John's death had a severe negative effect on Destacado E John had needed a new truck but bought the stallion. As a result he had an ongoing tease with Destacado E "Hey, Toyota. You're terrific!" I can still hear John's deep resonating voice echoing in the arena as I'm doing my chores. After John died, I could see Destacado's head in the corner of the stall watching and waiting for John to come. A few months later I shipped both stallions out for boarding while I did some repairs to the barn. I only went to visit them a few times because it was so heart-rending. Caribe is very self-centred, self-reliant and adapts to whatever situation comes his way. However, Destacado was homesick. I could intuitively see that every time I went to see him, he was asking me to take him home.

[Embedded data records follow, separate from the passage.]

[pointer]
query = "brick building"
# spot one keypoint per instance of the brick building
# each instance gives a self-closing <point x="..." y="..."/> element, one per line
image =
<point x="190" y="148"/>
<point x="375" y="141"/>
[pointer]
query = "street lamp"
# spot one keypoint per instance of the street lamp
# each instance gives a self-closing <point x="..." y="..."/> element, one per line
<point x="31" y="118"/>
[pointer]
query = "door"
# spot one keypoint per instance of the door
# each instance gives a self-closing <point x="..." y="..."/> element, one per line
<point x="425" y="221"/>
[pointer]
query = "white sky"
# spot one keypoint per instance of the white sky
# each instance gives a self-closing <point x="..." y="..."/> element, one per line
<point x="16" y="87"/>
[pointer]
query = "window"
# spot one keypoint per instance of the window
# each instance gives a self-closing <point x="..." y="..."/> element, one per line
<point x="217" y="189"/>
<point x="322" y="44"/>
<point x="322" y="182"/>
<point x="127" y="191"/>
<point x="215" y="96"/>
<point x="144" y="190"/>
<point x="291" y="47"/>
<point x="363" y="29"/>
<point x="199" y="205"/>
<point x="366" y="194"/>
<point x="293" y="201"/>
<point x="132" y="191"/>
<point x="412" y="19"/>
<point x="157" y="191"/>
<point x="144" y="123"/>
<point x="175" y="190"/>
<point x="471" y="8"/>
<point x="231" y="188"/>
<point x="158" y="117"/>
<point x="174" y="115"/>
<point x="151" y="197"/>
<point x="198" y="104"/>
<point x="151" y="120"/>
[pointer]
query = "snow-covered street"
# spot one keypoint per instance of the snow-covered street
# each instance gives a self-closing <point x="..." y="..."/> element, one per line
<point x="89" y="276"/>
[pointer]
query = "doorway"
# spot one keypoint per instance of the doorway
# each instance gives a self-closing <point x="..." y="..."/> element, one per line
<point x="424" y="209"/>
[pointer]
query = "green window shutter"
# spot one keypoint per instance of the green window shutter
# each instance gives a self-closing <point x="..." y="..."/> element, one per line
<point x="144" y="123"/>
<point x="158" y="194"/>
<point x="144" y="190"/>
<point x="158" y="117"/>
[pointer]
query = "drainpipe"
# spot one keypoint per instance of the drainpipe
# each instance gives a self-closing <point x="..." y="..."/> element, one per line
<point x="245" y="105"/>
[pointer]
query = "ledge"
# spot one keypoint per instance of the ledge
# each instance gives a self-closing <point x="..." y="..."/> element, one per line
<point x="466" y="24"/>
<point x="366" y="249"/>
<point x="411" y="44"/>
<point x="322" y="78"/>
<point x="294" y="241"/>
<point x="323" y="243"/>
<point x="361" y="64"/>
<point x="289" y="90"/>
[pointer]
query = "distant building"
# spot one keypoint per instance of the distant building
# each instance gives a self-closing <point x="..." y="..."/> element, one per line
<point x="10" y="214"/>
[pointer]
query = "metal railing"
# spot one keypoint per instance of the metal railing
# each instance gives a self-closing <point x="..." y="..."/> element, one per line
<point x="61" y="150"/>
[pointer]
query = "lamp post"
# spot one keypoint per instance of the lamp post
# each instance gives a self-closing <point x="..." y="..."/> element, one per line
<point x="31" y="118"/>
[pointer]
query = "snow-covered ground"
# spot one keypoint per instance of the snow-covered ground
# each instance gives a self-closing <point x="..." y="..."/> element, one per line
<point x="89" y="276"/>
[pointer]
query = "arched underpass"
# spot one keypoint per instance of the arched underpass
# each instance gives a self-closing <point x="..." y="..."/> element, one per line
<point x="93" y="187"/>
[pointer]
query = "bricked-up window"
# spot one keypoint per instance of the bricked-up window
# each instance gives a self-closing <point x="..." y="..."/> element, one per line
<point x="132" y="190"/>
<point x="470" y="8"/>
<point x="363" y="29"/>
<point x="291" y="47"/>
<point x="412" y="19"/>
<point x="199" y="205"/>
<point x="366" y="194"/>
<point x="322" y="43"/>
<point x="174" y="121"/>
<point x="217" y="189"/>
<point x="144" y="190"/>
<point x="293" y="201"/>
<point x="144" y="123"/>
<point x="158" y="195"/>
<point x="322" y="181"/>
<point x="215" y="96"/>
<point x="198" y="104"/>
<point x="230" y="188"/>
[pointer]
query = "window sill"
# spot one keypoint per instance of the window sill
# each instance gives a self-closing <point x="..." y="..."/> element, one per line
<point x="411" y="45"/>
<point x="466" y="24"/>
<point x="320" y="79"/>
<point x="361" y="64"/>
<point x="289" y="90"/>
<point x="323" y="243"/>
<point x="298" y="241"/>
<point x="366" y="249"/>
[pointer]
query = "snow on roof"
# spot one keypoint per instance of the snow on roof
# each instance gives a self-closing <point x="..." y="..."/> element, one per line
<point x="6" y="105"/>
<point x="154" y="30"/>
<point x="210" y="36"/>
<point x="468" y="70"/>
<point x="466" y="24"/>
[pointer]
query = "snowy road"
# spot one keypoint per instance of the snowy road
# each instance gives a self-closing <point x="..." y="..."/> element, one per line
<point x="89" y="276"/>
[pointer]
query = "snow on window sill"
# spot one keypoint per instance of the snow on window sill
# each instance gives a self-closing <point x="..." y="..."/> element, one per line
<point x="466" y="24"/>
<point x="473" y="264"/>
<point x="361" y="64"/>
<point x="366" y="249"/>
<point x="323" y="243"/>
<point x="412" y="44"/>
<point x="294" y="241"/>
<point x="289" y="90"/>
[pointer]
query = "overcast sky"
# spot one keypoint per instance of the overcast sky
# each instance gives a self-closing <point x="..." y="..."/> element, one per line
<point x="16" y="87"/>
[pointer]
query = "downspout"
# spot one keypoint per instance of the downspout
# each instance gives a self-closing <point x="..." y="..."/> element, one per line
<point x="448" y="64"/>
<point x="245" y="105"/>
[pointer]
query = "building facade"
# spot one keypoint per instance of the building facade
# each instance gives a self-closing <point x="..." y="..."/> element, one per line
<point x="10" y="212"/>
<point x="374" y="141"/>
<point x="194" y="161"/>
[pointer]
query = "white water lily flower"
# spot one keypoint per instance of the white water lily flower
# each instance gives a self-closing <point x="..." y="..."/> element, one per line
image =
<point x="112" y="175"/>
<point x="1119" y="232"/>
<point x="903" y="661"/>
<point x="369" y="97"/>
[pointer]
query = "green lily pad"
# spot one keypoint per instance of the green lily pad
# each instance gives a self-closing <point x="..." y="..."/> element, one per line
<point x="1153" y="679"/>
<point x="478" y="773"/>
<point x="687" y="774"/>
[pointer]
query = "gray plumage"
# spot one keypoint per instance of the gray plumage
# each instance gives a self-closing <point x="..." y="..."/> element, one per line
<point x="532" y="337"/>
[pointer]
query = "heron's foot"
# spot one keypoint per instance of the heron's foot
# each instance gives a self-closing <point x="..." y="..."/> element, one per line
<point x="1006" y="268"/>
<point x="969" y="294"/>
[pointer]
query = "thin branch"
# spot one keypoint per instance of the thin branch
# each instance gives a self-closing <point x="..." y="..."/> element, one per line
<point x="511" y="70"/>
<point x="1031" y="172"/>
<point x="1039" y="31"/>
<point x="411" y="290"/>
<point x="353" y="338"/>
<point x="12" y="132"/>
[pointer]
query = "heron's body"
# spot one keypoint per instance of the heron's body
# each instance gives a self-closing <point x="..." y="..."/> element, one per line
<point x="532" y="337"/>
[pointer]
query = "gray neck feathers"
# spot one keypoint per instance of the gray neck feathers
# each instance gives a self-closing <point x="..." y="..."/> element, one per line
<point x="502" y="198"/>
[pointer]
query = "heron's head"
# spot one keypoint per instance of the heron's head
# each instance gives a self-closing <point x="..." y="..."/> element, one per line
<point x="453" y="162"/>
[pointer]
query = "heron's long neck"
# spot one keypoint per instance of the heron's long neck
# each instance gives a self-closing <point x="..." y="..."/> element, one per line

A year and a half later after the arsonist destroyed my farm, the horses were moved again to a neighbor's farm close by. I had been recuperating in hospital and at a friend's home so I didn't see the mares and stallions for three months. Later when I purchased a car and moved to a motel closer to home, while my new house was being planned, I visited the horses more often. I noticed the mares were very sad out in the pasture (body language) and the stallions were much thinner. On one occasion when I visited, Destacado E was tied to his crib with only a wisp of hay in it. The explanation was that he wouldn't eat. Just before I brought them home seven months after the fire, I noticed Caribe was outside in an open corral with no food and no shelter from the rain and cold in a spring that was unusually severe. Destacado E was in the barn going around in perpetual circles. When I tried to talk to him, he was oblivious of my presence, but kept circling in his stall. I was still too sick to realize how much weight both stallions had lost. When I brought them home I made a mental note and estimated they had both lost about ten inches in depth at the girth. They were walking skeletons. Many months later a kind neighbor who kept his eye on my horses, told me that lady let Destacado E out of his stall about four or five times in the entire seven months he was there.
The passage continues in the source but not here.